A credit report is a detailed summary of your credit activity and history. It’s a critical aspect of your financial life and therefore, carries a lot of weight in some circumstances. The information included in the report can affect your buying power, employment opportunity, ability to rent an apartment or buy a home as well as purchasing insurance.
It doesn’t matter if you’ve had a credit card or not.
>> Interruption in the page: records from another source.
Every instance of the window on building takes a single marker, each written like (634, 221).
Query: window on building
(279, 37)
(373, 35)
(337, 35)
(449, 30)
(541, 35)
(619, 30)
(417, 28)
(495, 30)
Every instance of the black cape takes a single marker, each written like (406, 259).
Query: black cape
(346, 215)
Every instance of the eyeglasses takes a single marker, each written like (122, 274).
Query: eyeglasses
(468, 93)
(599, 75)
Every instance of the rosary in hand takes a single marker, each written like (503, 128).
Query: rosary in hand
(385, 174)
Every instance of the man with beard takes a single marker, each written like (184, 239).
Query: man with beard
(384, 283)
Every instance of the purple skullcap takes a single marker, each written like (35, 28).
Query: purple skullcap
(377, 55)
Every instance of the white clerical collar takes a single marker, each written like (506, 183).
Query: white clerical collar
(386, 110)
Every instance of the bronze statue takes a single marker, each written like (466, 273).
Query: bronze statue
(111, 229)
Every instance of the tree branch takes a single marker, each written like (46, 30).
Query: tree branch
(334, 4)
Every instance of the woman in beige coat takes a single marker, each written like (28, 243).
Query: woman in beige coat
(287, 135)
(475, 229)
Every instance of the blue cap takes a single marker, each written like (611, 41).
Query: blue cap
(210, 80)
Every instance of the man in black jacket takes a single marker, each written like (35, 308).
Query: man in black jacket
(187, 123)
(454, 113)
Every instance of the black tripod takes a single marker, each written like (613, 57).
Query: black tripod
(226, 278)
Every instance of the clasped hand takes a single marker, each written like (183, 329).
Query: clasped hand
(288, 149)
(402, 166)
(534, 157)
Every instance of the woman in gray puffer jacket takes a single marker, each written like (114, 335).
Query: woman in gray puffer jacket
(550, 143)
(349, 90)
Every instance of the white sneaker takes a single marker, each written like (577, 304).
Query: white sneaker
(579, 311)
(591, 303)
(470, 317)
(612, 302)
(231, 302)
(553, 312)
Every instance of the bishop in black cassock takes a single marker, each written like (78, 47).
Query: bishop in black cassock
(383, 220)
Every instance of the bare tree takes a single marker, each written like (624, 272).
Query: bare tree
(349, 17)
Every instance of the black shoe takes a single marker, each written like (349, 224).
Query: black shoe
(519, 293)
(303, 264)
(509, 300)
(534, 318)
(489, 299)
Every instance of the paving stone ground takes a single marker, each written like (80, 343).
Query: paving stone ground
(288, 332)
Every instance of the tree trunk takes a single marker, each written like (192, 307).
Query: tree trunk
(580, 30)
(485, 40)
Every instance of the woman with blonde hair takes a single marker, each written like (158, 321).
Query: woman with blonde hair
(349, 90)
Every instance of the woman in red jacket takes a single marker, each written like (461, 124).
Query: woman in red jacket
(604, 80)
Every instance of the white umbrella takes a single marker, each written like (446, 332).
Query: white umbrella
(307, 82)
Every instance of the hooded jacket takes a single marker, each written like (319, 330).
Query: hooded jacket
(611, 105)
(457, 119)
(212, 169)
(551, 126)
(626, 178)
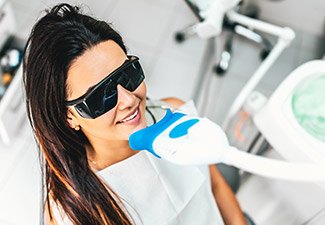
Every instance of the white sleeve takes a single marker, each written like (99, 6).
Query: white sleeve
(59, 215)
(188, 108)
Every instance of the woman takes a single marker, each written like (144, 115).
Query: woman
(85, 96)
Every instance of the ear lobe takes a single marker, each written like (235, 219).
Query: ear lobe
(71, 120)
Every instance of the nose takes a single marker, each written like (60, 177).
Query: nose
(126, 99)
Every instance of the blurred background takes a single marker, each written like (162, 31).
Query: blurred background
(149, 28)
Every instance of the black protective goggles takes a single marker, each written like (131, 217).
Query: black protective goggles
(103, 96)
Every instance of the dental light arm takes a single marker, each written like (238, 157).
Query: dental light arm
(186, 140)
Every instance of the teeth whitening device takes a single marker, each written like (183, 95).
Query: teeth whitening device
(294, 108)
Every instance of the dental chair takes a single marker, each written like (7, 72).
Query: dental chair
(233, 29)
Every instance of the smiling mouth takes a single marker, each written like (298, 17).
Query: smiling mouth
(130, 117)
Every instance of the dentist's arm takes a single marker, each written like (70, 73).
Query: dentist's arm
(225, 198)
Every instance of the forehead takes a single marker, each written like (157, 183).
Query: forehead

If you’ve ever borrowed a loan, or simply paid a utility bill, chances are either one or all the credit bureaus (TransUnion, Equifax, or Experian) are tracking your “creditworthiness.”
According to the Consumer Financial Protection Bureau (CFPB), each credit bureau has a slightly different credit report, but all credit reports contain basically the same categories of information.
1. Personal information: includes your name, address, social security number, date of birth, and employment information.
2. Credit account information: includes each of the accounts you’ve established with lenders (credit cards, mortgage, etc.), account balances, your payment history, and whether you made your payments on time or not.
3. Credit inquiries: includes a list of all the entities that have had access to your credit report within the last two years.
4. Debt collection: overdue debt that has been forwarded to external debt collections
5. Public records: has a record of bankruptcy, foreclosure, or civil suits.
A credit report is an important asset and should be checked at least once per year. Checking it can help you identify mistakes,errors, or identity theft on your credit report.
It is not uncommon for incorrect information to popup on a credit report. For this reason, check to ensure your information is correct, accurate, and up-to-date. In case of incorrect information, reach out to credit bureaus and the lenders that gave out false information to get the mistakes rectified.
In the case of identity theft, look out for:
If you think you are a victim of identity theft,visit IdentityTheft.govto report it.
You are entitled to a free credit report from each of the three credit bureaus every year. You can access these reports for free at annualcreditreport.com,which is authorized by federal law. But, in response to the challenges brought about by the pandemic, you can get your free report every week from the same website until the end of April 2022.
Some experts recommend spreading out your three free reports over the year. For instance, you can check your Experian report in January, TransUnion in May, and Equifax in September to keep tabs on your credit throughout the year.
Also, you can get six free Equifax credit reports each year by creating an Equifax account from their website or by calling 1-866-349-5191.
Finally, as part of the Fair Credit Reporting Act(FCRA), you're entitled to a free credit report if you get an adverse action notice. An adverse action notice letter is given if a company has denied your credit application. The notice provides you with the name, address, and phone number of the credit bureau you should request for the credit report, and should be done within 60 days of getting the notice.